天皇杯、ガンバ大阪戦とベストと思しき11人を起用してきました。今節は山村和也をセンターバックの一角に、トップに山田新、左ウイングに瀬川祐輔を配して臨みます。

川崎は勝ちたい思いがプレーに現れていました。力強くダイナミックな神戸の攻撃に怯むことなく、前に矢印を向けて戦います。

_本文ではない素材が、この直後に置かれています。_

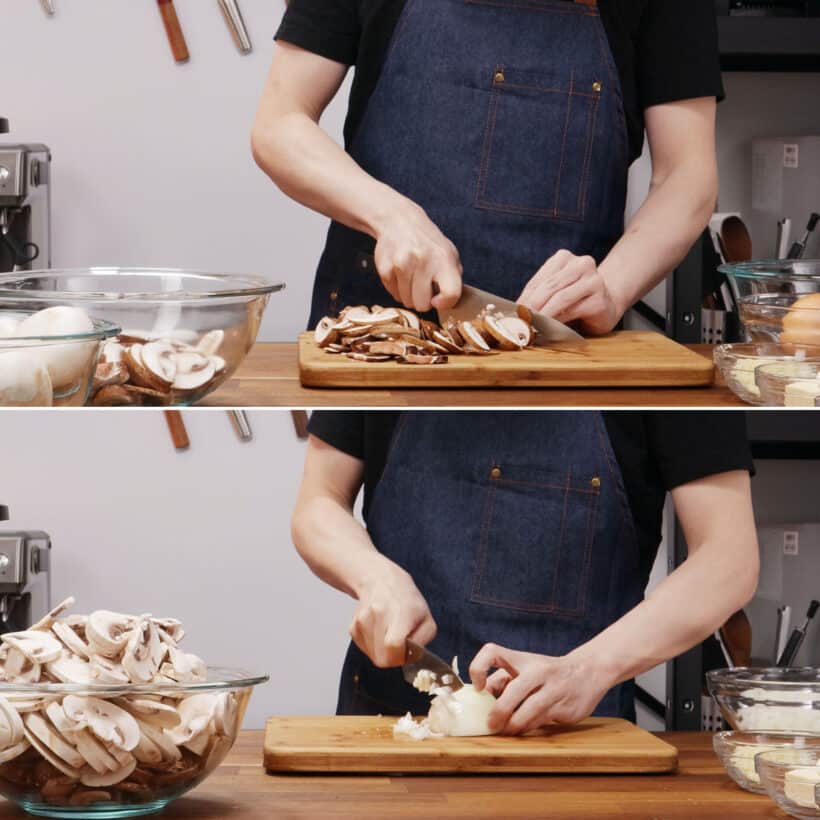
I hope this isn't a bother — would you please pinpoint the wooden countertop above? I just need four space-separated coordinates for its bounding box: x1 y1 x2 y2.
202 343 747 408
49 732 768 820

互いにシュートこそ少ないものの、拮抗したまま試合は推移しました。

しかし、脇坂泰斗のシュートをブロックされ、そのままカウンターに移行した神戸をクリーンに止められず、大南拓磨が後方からジェアン・パトリッキに触れて倒してしまいます。

当初はPKのジャッジで大南にはイエローカードが提示されるも、VARによってボックス手前のフリーキックに変更され、大南へのカードは赤色に変わります。しかもフリーキックを大迫勇也に決められ、結果的に最悪の展開になりました。

やむなく橘田健人を下げ、高井幸大を入れて4-2-3で戦うことを選択。ただ、数的不利に苦しんで、前半の間は押し下げられる時間が長くなります。

加えて二度も後方に下げたボールを取られ、危うい場面をつくってしまいました。幸いここでは失点せずにハーフタイムを迎えます。

後半は再び前への意識を強め、勇気を持って攻めます。あの手この手でポケットまでは侵入できても、ボックス中央を固めた神戸ディフェンスを攻略できません。

山田は本多勇喜につかれてもタフにロングボールを懐に収め、脇坂はいつもの鮮やかなトラップのみならず、中盤で山口蛍ら3人を抜いて凄味を発揮するなど、それぞれが持ち味を存分に出してはいました。しかし得点には結び付かないのです。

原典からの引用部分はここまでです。